• Bill Stauffer

Summoning the Better Angels of Our Nature in a Dark Hour - January 20th, 2021


Picture taken by author in June 2018 - US Capitol Rotunda


Gone, for now is the ability to assert that we have a shared value of a peaceful transfer of power. There are few if any times in our history when we have been more vulnerable as a nation, which has historically seen the peaceful transfer of power as vital to the continuity of governance and national unity. Patriotic Americans, having voted and lost, would acknowledge their disappointment, but then proudly reflect our way highlighted American exceptionalism. By tradition, members of the Joint Congressional Committee travel to the White House to escort the President-elect, Vice President-elect, and their spouses to the Capitol for the Inaugural Ceremonies to symbolize this unity. This is also no small loss.


What is occurring now – armed groups having attacked our seat of government, setting up gallows and searching out to abduct or kill our elected officials and now threatening to marching with guns on all 50 state capitols is an unmatched debacle greater in scope than 911. And now we have mobilized the military to protect those who were elected from the people. It is an affront to our founders and all who have fought for our country. If this is our “new norm”, this nation will not long be. United no more. The grand experiment in self-governance over and going down for all time as ending in failure. On our shift.

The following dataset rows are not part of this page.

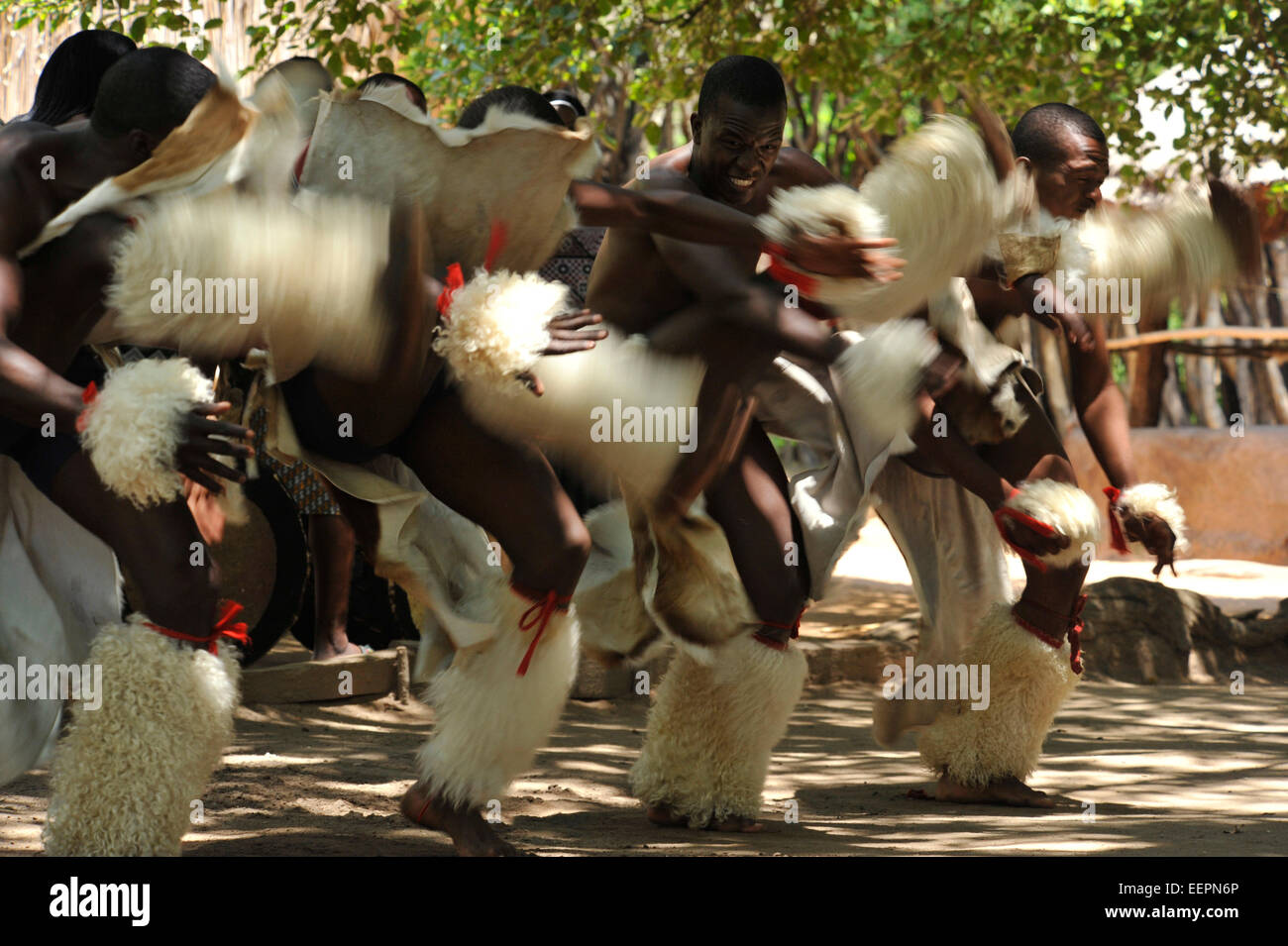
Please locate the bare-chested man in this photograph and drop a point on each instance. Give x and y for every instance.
(510, 490)
(51, 301)
(987, 756)
(702, 299)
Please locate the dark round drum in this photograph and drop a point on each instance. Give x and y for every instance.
(265, 566)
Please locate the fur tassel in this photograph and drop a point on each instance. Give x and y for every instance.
(1158, 499)
(877, 378)
(690, 581)
(1067, 510)
(574, 420)
(489, 721)
(712, 729)
(314, 279)
(125, 775)
(1028, 683)
(132, 431)
(614, 622)
(936, 193)
(1176, 250)
(494, 328)
(835, 209)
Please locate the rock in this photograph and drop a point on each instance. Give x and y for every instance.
(1145, 632)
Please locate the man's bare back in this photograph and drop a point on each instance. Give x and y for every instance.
(634, 287)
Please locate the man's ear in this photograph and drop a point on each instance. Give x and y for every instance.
(140, 145)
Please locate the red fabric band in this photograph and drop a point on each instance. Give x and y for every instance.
(1117, 540)
(224, 627)
(1076, 627)
(537, 617)
(456, 278)
(1039, 528)
(88, 396)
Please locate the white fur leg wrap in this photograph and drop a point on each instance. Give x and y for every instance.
(488, 719)
(1026, 683)
(614, 622)
(936, 193)
(1157, 499)
(879, 377)
(132, 430)
(494, 328)
(619, 411)
(712, 727)
(125, 775)
(256, 273)
(1067, 510)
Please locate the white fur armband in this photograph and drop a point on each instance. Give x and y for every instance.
(1154, 499)
(494, 327)
(819, 211)
(1063, 507)
(133, 428)
(877, 378)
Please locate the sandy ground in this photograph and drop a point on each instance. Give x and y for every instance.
(1170, 770)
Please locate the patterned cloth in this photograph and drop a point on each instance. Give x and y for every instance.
(574, 259)
(300, 481)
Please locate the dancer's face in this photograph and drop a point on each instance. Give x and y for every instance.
(1070, 185)
(734, 149)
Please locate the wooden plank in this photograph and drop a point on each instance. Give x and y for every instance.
(1192, 334)
(307, 681)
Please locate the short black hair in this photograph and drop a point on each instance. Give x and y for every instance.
(150, 89)
(68, 84)
(566, 95)
(1037, 133)
(509, 98)
(394, 78)
(747, 80)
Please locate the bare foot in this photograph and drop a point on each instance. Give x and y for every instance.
(1009, 790)
(465, 826)
(665, 816)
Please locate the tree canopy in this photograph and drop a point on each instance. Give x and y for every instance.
(858, 73)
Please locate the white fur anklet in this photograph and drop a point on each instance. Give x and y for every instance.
(1146, 499)
(1061, 507)
(1026, 683)
(877, 378)
(712, 727)
(133, 428)
(125, 775)
(489, 721)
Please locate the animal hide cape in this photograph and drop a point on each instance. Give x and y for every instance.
(220, 143)
(1175, 249)
(513, 170)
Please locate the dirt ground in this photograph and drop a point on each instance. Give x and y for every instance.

Reflecting on what our founders said about these matters. Alexander Hamilton started the Federalist Papers with this statement: “it seems to have been reserved to the people of this country, by their conduct and example, to decide the important question, whether societies of men are really capable or not of establishing good government from reflection and choice, or whether they are forever destined to depend for their political constitutions on accident and force.”


Our conduct and example at this important moment in history matters. We are at the crossroads between unity and disintegration. Our collective welfare depends on the former rather than the latter. One can follow why this peaceful transition of power as a shared value starting with the first Farewell Address of George Washington in 1796. Washington declined a third term he would have been granted by the people. He walked away from power for the good of our young nation, rightly believing that it was important to establish a peaceful transition of power for our country. The full transcript of that speech, which is perhaps the most important speech in American History can be found HERE.


Although long, this poignant excerpt seems like it was written for us, here now in this time and in this place:


"The unity of government which constitutes you one people is also now dear to you. It is justly so, for it is a main pillar in the edifice of your real independence, the support of your tranquility at home, your peace abroad; of your safety; of your prosperity; of that very liberty which you so highly prize. But as it is easy to foresee that, from different causes and from different quarters, much pains will be taken, many artifices employed to weaken in your minds the conviction of this truth; as this is the point in your political fortress against which the batteries of internal and external enemies will be most constantly and actively (though often covertly and insidiously) directed, it is of infinite moment that you should properly estimate the immense value of your national union to your collective and individual happiness; that you should cherish a cordial, habitual, and immovable attachment to it; accustoming yourselves to think and speak of it as of the palladium of your political safety and prosperity; watching for its preservation with jealous anxiety; discountenancing whatever may suggest even a suspicion that it can in any event be abandoned; and indignantly frowning upon the first dawning of every attempt to alienate any portion of our country from the rest, or to enfeeble the sacred ties which now link together the various parts."


President-elect Obama, during the transition period in late 2008 asked President Bush if it would be possible for him to meet all the ex-presidents. Bush agreed and organized a White House luncheon in the Oval Office on January 7, 2009. They were joined by Jimmy Carter, Bill Clinton, and George H. W. Bush. The luncheon lasted over two hours; the tone friendly. “All the gentlemen here understand both the pressures and possibilities of this office,” said Obama before the meeting. “For me to have the opportunity to get advice, good counsel and fellowship with these individuals is extraordinary, and I just want to thank the President for hosting us.” Bush was equally effusive. “We want you to succeed,” he replied. “Whether we're Democrat or Republican we care deeply about this country. And to the extent we can we look forward to sharing out experiences with you. All of us who have served in this office understand that the office transcends the individual.”


As a nation, we need to arrive at a common set of facts about what has occurred as well an accounting on what has happened here and who is responsible. And we must also identify what holds us together as a nation and build on those elements. What do we agree on? Is this whole thing worth holding together or shall we dissolve the nation? It is sadly, the question of our time.


The peaceful transition of power is the very spine of our nation. Present in those initial days as a fledgling nation in the late 18th century to today, frayed and strained at times, but unbroken. It must so remain. In one our most cherished stories from the moments after Constitutional Convention in 1787, Benjamin Franklin was walking out of Independence Hall as the convention ended, when someone shouted out, “Doctor, what have we got? A republic or a monarchy?” To which Franklin supposedly responded, with a rejoinder at once witty and ominous: “A republic, if you can keep it.”


Please, for our welfare and all those who come after us, let us all together do this difficult work ahead to keep it.